[v2,05/11] translate-all: exit cpu_restore_state early if translating

Message ID 20170302195337.31558-6-alex.bennee@linaro.org
State New
Headers show
Series
  • MTTCG fixups for 2.9
Related show

Commit Message

Alex Bennée March 2, 2017, 7:53 p.m.
The translation code uses cpu_ld*_code which can trigger a tlb_fill
which if it fails will attempt a fault resolution. This never works
during translation as the TB being generated hasn't been added yet.
However with the new locking regime we end up double locking the
tb_lock(). As the tcg_ctx.cpu is only set during translation we use
this to short circuit the restore code and return with a fail.

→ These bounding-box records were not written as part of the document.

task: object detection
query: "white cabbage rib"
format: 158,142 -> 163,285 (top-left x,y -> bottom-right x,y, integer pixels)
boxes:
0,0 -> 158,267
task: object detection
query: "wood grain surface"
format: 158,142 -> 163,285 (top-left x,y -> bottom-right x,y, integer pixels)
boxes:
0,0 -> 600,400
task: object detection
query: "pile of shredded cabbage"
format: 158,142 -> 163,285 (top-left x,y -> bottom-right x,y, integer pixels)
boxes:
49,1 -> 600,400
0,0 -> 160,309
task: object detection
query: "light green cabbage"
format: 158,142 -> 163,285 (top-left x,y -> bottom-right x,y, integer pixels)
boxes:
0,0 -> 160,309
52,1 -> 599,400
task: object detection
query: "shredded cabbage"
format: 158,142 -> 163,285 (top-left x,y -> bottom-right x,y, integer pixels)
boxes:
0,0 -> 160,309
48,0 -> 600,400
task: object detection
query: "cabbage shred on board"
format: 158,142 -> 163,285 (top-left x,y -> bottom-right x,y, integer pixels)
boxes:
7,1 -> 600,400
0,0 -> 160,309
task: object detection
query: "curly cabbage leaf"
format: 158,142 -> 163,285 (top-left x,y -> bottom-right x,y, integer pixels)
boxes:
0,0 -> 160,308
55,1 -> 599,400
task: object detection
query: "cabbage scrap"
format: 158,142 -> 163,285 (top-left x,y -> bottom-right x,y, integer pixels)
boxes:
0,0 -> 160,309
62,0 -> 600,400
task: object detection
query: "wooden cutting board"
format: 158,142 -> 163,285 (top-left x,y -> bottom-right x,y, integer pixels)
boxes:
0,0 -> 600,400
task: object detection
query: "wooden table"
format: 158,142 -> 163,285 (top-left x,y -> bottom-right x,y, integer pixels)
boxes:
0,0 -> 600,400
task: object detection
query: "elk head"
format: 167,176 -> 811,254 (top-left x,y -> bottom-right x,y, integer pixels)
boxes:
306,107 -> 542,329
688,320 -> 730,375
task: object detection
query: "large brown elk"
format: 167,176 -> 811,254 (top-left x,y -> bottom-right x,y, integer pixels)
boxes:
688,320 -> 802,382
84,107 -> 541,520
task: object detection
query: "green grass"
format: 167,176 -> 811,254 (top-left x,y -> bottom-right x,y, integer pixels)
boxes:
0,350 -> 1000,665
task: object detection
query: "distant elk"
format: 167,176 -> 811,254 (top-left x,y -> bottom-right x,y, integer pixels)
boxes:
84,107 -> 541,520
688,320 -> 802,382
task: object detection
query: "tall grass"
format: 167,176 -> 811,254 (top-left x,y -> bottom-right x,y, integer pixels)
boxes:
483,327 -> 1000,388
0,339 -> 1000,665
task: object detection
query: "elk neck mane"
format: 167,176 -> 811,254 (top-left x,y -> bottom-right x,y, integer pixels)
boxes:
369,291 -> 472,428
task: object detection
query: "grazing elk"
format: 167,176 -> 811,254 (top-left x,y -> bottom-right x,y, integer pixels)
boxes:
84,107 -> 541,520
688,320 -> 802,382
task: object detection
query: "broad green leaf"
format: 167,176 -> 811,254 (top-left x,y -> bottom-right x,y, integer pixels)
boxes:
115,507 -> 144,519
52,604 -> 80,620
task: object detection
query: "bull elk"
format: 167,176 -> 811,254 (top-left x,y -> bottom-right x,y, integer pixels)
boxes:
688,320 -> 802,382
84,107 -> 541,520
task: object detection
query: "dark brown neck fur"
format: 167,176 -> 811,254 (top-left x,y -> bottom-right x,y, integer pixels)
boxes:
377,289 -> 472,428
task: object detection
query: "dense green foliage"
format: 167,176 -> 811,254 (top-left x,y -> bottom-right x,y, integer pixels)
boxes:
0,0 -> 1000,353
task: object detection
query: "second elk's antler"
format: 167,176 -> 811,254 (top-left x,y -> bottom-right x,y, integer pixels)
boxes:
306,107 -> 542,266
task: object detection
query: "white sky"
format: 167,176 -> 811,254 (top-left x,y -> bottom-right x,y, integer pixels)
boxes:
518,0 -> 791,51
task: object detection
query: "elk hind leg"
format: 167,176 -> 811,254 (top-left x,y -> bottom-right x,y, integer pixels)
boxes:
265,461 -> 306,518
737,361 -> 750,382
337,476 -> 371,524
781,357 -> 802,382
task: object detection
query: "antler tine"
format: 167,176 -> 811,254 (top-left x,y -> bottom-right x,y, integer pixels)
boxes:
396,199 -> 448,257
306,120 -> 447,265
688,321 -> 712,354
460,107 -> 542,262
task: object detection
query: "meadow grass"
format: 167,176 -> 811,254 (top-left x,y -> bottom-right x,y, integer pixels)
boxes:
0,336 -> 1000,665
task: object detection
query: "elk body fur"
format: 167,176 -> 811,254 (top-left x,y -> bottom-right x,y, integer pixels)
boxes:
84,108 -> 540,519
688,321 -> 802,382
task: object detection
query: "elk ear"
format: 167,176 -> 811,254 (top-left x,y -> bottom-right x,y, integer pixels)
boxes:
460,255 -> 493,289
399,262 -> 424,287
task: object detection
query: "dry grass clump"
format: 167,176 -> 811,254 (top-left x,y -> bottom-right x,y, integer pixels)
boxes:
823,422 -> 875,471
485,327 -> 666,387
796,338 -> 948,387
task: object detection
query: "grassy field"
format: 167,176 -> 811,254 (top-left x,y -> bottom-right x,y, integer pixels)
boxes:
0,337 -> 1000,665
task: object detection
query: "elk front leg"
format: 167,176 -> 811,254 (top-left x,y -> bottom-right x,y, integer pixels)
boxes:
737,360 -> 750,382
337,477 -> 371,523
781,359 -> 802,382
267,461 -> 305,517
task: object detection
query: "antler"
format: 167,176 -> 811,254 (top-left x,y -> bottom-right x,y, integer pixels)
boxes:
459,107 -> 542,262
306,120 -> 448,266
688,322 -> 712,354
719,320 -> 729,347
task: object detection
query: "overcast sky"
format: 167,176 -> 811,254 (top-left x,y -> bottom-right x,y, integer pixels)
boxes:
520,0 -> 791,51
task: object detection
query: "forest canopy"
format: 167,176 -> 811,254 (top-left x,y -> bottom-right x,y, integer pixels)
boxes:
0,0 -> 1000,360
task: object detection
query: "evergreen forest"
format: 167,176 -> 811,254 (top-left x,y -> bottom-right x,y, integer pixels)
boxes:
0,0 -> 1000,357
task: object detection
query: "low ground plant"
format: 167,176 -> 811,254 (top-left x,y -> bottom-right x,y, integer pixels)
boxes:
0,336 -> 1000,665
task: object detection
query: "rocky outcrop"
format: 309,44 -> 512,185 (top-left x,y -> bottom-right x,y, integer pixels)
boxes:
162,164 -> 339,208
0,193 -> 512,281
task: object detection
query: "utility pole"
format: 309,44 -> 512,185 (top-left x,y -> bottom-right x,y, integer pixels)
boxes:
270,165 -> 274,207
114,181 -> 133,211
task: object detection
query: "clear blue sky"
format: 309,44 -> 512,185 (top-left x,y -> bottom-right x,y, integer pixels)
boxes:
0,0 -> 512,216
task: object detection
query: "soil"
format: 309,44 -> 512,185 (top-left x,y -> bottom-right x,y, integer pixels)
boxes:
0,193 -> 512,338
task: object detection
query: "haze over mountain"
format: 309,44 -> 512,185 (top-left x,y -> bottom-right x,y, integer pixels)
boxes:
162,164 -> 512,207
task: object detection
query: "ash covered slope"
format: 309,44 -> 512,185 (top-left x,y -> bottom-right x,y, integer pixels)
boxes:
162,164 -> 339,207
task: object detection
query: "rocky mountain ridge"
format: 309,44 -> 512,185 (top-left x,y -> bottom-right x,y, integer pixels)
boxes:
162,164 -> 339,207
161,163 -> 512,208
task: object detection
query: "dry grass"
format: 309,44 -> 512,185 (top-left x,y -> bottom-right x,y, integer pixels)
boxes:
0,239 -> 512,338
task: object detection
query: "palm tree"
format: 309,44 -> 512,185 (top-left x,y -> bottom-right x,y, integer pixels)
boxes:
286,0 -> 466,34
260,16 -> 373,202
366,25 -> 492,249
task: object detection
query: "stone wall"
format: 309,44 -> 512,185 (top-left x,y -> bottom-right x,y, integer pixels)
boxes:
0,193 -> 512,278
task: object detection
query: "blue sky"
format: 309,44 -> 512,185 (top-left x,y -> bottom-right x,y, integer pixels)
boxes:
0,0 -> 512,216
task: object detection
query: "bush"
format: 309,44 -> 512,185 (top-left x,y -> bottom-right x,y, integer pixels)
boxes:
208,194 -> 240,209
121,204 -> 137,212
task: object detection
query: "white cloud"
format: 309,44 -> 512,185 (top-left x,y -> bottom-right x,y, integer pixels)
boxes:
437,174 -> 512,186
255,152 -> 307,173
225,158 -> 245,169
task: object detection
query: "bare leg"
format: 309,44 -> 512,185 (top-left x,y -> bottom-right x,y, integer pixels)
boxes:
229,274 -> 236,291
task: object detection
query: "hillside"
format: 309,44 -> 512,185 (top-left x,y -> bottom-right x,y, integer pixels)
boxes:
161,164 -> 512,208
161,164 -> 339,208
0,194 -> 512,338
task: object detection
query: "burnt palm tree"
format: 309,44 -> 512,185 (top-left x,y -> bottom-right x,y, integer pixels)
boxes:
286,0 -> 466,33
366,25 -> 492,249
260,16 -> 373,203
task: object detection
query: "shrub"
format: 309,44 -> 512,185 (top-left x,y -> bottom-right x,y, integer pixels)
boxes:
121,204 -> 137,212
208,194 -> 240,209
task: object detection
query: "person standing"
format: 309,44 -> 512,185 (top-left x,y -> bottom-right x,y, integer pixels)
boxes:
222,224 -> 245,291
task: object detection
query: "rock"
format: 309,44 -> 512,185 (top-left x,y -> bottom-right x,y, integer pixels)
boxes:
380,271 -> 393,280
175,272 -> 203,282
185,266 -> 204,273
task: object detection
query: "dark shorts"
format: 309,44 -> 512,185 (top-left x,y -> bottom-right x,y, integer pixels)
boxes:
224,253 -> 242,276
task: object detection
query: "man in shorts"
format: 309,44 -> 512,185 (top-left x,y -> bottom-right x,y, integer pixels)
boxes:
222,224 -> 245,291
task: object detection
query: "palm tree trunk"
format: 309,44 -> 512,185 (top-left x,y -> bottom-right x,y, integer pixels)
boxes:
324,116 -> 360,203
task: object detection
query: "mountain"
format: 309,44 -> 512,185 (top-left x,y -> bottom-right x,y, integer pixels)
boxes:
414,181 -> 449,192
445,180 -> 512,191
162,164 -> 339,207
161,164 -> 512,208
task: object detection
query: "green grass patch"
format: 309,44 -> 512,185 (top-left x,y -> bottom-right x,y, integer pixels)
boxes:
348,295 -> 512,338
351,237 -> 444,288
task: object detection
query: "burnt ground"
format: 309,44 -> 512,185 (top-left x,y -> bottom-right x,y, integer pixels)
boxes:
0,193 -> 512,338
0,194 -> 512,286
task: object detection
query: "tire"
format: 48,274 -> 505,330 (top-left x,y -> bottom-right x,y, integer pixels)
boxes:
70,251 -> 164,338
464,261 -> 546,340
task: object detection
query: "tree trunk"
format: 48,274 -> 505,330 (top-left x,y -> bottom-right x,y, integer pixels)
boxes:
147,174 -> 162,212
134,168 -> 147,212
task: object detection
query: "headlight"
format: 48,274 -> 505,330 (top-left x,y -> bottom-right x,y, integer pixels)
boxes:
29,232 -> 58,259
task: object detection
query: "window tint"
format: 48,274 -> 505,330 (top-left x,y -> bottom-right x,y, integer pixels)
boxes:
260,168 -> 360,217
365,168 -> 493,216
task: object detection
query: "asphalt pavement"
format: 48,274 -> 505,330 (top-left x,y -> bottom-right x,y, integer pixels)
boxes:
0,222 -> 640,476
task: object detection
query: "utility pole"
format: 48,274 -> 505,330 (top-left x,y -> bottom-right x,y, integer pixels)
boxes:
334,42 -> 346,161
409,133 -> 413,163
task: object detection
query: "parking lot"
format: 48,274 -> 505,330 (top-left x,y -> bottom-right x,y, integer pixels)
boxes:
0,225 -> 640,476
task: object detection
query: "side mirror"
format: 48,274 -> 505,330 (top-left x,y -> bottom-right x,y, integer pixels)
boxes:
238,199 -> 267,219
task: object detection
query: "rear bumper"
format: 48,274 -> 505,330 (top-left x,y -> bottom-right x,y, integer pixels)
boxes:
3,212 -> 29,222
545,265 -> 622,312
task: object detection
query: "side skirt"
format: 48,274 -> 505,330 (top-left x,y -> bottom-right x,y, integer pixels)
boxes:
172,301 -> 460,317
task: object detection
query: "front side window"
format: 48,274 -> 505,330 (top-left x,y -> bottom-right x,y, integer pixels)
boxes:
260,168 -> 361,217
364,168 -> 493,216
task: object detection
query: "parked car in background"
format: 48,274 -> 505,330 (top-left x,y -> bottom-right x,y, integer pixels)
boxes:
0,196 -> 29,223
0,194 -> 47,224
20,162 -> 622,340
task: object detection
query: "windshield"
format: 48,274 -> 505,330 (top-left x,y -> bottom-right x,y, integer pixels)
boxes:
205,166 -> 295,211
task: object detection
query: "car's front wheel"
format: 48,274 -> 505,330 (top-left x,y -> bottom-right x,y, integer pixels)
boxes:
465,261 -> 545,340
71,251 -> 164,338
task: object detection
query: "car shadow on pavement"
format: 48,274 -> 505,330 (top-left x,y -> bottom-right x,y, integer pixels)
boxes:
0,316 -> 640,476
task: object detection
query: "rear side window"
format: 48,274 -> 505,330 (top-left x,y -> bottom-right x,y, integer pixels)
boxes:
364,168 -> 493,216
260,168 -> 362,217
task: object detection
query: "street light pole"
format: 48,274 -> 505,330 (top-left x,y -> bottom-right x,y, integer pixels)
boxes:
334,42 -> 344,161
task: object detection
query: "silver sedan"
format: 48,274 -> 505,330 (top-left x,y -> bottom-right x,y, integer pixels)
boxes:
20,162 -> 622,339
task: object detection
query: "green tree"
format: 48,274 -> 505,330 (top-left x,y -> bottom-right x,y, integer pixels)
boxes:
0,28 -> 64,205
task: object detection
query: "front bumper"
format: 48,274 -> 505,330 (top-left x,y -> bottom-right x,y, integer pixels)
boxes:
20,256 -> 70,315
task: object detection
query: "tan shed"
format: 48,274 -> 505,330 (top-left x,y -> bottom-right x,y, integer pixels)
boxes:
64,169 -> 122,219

Most front-ends seem to ignore the pass/fail result anyway but
tolerate not having the cpu environment updated. This is arguably ugly
but will do for now.

Signed-off-by: Alex Bennée <alex.bennee@linaro.org>

---
 translate-all.c | 7 +++++++
 1 file changed, 7 insertions(+)

-- 
2.11.0

Comments

Richard Henderson March 2, 2017, 9:46 p.m. | #1
On 03/03/2017 06:53 AM, Alex Bennée wrote:
> The translation code uses cpu_ld*_code which can trigger a tlb_fill

> which if it fails will attempt a fault resolution. This never works

> during translation as the TB being generated hasn't been added yet.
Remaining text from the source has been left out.